- Born: 5 August 1946 (age 80) Paris, France
- Education: ESCP University of Paris (PhD in Econometrics) Stanford University (MSM)
- Occupations: Member of the board of directors, Head of European Operations (SI Capital Partners) CFO (Segula Technologies) Permanent Representative for APG (ABP Fund) as an Independent Member of the Supervisory Board of Altarea SCA

= Alain Dassas =

French businessman

Alain Dassas (/fr/) (born 5 August 1946) is a French businessman who held various positions within the Renault-Nissan Alliance and was one of the key participants in the agreements that led to its creation. He also negotiated several major contracts for the Renault F1 Team and was President of it between 2006 and 2007.

==Early career and education==
Dassas was born on 5 August 1946 in Paris, France. After obtaining a degree at the École Supérieure de Commerce de Paris, a postgraduate degree in econometrics at the University of Paris and a Masters in Management at Stanford University, he was hired by the Chase Manhattan Bank in New York in 1973 and since then, he occupied various senior positions at different financial entities in both France and the United States.

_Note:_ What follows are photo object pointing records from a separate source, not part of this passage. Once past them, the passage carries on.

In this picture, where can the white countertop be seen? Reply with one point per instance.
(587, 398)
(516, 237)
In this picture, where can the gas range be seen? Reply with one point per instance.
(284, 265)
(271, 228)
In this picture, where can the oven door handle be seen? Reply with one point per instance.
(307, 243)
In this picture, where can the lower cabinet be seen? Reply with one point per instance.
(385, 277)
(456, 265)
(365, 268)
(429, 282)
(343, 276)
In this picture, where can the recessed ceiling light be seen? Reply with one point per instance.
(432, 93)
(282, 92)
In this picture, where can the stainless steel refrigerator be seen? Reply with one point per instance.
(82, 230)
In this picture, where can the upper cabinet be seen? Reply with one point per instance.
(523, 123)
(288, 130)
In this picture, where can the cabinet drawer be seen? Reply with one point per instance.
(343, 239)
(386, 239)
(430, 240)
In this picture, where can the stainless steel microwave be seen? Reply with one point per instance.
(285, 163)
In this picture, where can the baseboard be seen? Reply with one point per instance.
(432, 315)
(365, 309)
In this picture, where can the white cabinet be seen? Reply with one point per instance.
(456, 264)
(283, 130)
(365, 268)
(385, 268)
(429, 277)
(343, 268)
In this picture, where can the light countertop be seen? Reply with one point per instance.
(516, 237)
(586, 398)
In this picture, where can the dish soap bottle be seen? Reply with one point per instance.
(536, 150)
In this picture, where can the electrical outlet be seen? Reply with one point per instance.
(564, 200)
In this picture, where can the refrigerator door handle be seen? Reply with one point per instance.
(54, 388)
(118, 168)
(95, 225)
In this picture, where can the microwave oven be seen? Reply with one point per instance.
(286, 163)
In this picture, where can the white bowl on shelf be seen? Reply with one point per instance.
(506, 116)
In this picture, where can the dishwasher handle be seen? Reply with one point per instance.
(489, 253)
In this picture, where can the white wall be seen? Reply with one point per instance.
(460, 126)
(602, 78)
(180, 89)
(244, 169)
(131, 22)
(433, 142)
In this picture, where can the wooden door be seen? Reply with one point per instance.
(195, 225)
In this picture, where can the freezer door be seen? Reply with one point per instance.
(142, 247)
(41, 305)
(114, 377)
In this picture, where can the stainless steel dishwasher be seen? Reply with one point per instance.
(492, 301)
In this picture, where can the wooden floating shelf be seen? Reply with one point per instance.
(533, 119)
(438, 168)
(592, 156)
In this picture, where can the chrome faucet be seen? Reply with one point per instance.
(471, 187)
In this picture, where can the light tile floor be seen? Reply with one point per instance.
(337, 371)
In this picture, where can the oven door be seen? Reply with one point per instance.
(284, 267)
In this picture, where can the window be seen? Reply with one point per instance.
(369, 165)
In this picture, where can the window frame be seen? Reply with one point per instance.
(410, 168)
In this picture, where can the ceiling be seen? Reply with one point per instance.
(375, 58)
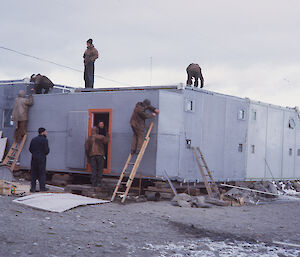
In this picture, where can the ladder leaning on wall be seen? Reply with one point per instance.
(211, 186)
(134, 165)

==Renault-Nissan alliance==

===Renault===
In 1983, Renault hired Dassas to manage the company's financial offices in New York. In 1986, he was named chief operating officer of the Société Financière et Foncière (Renault's bank). He also was assigned to manage relationships with banks and financial markets. In 1990, he became Financial Director of Renault Crédit International. In 1997 he was named vice president, Financial Operations of Renault and participated in several key agreements for the future of the company, such as negotiations with Volvo, the joint venture with AvtoVAZ, the acquisition of a majority stake in Dacia and Renault Samsung Motors and the alliance with Nissan. In 2001, he was named Senior Vicepresident, Finance and in 2003 he joined the board of directors of Renault.

In 2010, he became a company's consultant.

====Renault F1====
Dassas played a major role during the purchase of Benetton Formula by Renault in 2000, which then would be called Renault F1 Team . Later, he was involved in financial negotiations with Bernard Ecclestone.

On 3 April 2006, Dassas replaced Patrick Faure as President of the team. During his first year Renault was one of the dominant forces in Formula One and won the constructors' and drivers' championships. In 2007, however, performance dropped significantly and on 4 September of that year Dassas left his charge and was replaced by Bernard Rey.

===Nissan===
In 1999, Dassas was a member of the board of directors of Nissan Diesel.

On 4 September 2007, it was announced his transfer to Nissan as chief financial officer (CFO), a position which became effective on 17 September. The objectives of this measure were to fill a position that had been vacant four years (since Thierry Moulonguet's departure) and improving relations with the world of finance, because the price of the shares of Nissan had been steadily dropping.

On 5 October 2009, the Yokohama based automaker announced that on 1 December Dassas would leave his post, returning to France.

==Beyond Renault-Nissan alliance==
As of 2010, Dassas is CFO of Segula Technologies. He is also a member of the investment company Strategic Initiatives' board of directors, and its Head of European Operations.

He is a permanent representative for APG (ABP Fund) as an independent member of the supervisory board of Altarea SCA.